France | France, Cour administrative d'appel de Marseille, 7ème chambre, 19 juin 2020, 18MA04992


Vu la procédure suivante :

Procédure contentieuse antérieure :

Mme B... A... a demandé au tribunal administratif de Marseille d'annuler la décision du 9 août 2016 par laquelle l'inspecteur du travail a autorisé son licenciement pour motif économique.

Par un jugement n° 1608040 du 2 octobre 2018, le tribunal administratif de Marseille a rejeté cette demande.

Procédure devant la Cour :

Par une requête, enregistrée le 28 novembre 2018, sous le n° 18MA04992, Mme A... représentée par Me D... demande à la Cour :

1°) d'annuler ce jugement du

tribunal administratif de Marseille du 2 octobre 2018 ;

2°) d'annuler la décision du 9 août 2016 ; ...

Vu la procédure suivante :

Procédure contentieuse antérieure :

Mme B... A... a demandé au tribunal administratif de Marseille d'annuler la décision du 9 août 2016 par laquelle l'inspecteur du travail a autorisé son licenciement pour motif économique.

Par un jugement n° 1608040 du 2 octobre 2018, le tribunal administratif de Marseille a rejeté cette demande.

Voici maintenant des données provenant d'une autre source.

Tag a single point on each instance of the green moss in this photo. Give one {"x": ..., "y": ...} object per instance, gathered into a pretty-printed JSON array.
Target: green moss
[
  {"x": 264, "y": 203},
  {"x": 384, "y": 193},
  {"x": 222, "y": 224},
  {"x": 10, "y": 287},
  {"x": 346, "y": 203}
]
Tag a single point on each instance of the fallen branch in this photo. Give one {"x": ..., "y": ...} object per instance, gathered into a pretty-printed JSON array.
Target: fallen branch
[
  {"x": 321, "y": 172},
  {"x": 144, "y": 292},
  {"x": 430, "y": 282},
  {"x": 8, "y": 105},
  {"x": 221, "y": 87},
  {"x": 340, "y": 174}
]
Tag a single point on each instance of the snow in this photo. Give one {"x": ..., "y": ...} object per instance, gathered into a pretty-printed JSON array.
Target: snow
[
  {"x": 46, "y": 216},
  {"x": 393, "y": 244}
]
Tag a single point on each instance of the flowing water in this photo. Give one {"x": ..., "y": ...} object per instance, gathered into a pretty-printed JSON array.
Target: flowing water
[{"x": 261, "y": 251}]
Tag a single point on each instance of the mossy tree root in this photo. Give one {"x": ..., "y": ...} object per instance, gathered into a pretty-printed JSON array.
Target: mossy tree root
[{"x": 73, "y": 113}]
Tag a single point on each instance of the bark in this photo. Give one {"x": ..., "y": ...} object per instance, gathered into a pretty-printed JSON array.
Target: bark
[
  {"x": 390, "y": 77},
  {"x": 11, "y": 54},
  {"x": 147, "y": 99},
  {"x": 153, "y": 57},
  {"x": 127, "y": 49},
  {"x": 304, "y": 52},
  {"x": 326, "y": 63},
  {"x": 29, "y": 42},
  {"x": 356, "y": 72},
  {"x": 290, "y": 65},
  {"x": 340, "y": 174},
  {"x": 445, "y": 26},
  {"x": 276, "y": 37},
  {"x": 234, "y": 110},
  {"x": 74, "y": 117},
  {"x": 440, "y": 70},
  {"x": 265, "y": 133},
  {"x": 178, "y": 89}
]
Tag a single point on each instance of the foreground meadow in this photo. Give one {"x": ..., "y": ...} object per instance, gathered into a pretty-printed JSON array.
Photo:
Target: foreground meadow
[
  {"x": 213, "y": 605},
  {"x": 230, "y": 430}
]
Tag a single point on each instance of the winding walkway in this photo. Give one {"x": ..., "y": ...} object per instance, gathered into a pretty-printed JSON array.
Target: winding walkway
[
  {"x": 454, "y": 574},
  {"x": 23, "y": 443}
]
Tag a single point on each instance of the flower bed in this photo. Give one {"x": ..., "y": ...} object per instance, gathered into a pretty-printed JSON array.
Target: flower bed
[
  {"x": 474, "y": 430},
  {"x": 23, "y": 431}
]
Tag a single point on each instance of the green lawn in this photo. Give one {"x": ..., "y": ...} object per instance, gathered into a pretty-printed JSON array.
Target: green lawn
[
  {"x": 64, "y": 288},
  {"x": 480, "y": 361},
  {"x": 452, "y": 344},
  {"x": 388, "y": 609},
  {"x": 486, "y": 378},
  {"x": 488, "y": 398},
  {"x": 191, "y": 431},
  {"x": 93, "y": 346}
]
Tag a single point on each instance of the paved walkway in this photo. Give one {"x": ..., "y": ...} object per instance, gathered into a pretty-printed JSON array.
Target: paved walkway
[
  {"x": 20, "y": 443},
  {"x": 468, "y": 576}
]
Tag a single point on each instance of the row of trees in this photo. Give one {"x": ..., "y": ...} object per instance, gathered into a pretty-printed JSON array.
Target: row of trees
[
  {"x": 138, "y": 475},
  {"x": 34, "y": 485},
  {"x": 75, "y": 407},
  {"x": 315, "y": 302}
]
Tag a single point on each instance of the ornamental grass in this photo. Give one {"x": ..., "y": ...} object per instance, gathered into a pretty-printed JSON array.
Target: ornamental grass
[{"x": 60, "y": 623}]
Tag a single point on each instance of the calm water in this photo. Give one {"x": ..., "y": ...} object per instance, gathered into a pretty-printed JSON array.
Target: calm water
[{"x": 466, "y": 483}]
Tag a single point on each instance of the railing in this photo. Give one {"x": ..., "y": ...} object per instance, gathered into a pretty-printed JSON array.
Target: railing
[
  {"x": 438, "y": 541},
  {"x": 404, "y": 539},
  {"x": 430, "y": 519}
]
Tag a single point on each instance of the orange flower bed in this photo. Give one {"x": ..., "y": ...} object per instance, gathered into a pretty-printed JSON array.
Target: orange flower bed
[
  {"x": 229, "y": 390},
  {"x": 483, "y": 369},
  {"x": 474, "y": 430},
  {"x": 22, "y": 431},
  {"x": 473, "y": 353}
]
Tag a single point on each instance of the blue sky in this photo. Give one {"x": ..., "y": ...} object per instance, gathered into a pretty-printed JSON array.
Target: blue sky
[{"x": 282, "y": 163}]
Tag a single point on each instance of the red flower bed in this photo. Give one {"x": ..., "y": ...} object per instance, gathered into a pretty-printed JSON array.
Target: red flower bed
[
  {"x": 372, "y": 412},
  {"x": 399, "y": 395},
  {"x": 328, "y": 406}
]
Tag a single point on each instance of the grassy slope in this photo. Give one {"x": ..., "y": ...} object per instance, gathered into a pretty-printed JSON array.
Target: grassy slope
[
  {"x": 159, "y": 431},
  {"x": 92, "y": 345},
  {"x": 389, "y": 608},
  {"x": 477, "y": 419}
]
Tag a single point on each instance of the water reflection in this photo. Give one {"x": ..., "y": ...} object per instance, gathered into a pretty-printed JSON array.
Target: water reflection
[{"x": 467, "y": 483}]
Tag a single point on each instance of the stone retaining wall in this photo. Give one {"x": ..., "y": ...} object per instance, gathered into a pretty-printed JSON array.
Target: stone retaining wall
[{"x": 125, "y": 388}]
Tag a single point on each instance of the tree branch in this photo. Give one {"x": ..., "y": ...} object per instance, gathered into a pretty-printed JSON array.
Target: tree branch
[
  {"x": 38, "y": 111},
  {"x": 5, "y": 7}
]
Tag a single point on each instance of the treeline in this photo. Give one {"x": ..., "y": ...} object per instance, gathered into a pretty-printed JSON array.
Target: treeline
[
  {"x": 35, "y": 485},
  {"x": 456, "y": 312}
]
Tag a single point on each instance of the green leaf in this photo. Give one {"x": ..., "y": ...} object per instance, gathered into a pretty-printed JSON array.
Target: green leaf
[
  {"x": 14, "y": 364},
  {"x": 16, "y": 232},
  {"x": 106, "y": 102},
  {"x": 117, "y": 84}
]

Procédure devant la Cour :

Par une requête, enregistrée le 28 novembre 2018, sous le n° 18MA04992, Mme A... représentée par Me D... demande à la Cour :

1°) d'annuler ce jugement du tribunal administratif de Marseille du 2 octobre 2018 ;

2°) d'annuler la décision du 9 août 2016 ;

3°) de mettre à la charge de l'Etat la somme de 3 000 euros au titre de l'article L. 761-1 du code de justice administrative.

Elle soutient que :

- le tribunal n'a pas répondu au moyen tiré de ce qu'aucune démarche aux fins de recherche préalable de reclassement n'a été entreprise par la direction entre janvier et août 2016 ;

- les premiers juges ne pouvaient retenir, comme l'inspecteur du travail, son absence de réponse pour considérer que la société Avenir Télécom avait respecté son obligation de reclassement et sur le caractère individualisé des recherches de reclassement ;

- ils ont fait une inexacte appréciation des faits de l'espèce concernant les recherches effectives de reclassement de l'employeur auprès de l'ensemble des filiales du groupe ;

- la décision contestée est entachée de l'incompétence de son auteur ;

- elle est insuffisamment motivée s'agissant du contrôle sur l'obligation de reclassement ;

- l'inspecteur du travail a commis une erreur d'appréciation dans le contrôle du respect de la procédure d'information et de consultation du comité d'hygiène de sécurité et des conditions de travail qui n'a pas disposé du délai de quinze jours fixé à l'article L. 4312-8 du code du travail pour se prononcer sur le projet de réorganisation et émettre son avis ;

- il a commis une erreur d'appréciation dans le contrôle des règles relatives à l'ordre de licenciement et, par suite, de l'effectivité de la suppression de son poste ;

- par un jugement du 12 juillet 2016, le tribunal administratif de Marseille a annulé la décision de la DIRECCTE portant homologation du document unilatéral ;

- l'inspecteur du travail a commis une erreur d'appréciation dans le contrôle du respect par l'employeur de ses obligations dans le processus de reclassement interne ;

- la décision contestée est entachée d'une erreur de fait dès lors qu'elle a répondu positivement au questionnaire de la société Avenir Télécom ;

- l'inspecteur du travail n'a pas exercé de contrôle sur le périmètre d'appréciation de l'obligation de reclassement ;

- il n'a pas exercé de contrôle sur le caractère sérieux et exhaustif des recherches de reclassement ;

- les offres de reclassement de la société Avenir Télécom sont fantaisistes, imaginaires et dépourvues de toute loyauté ;

- l'employeur ne justifie pas avoir recherché des possibilités de reclassement jusqu'à la date de licenciement ;

- l'inspecteur du travail n'a pas exercé de contrôle du respect par l'employeur de ses obligations en matière de reclassement externe ;

- il n'a pas vérifié si la commission territoriale de l'emploi avait été effectivement informée et saisie par l'employeur ;

- il n'a pas contrôlé la légèreté blâmable de l'employeur à l'origine des difficultés économiques de la société Avenir Télécom.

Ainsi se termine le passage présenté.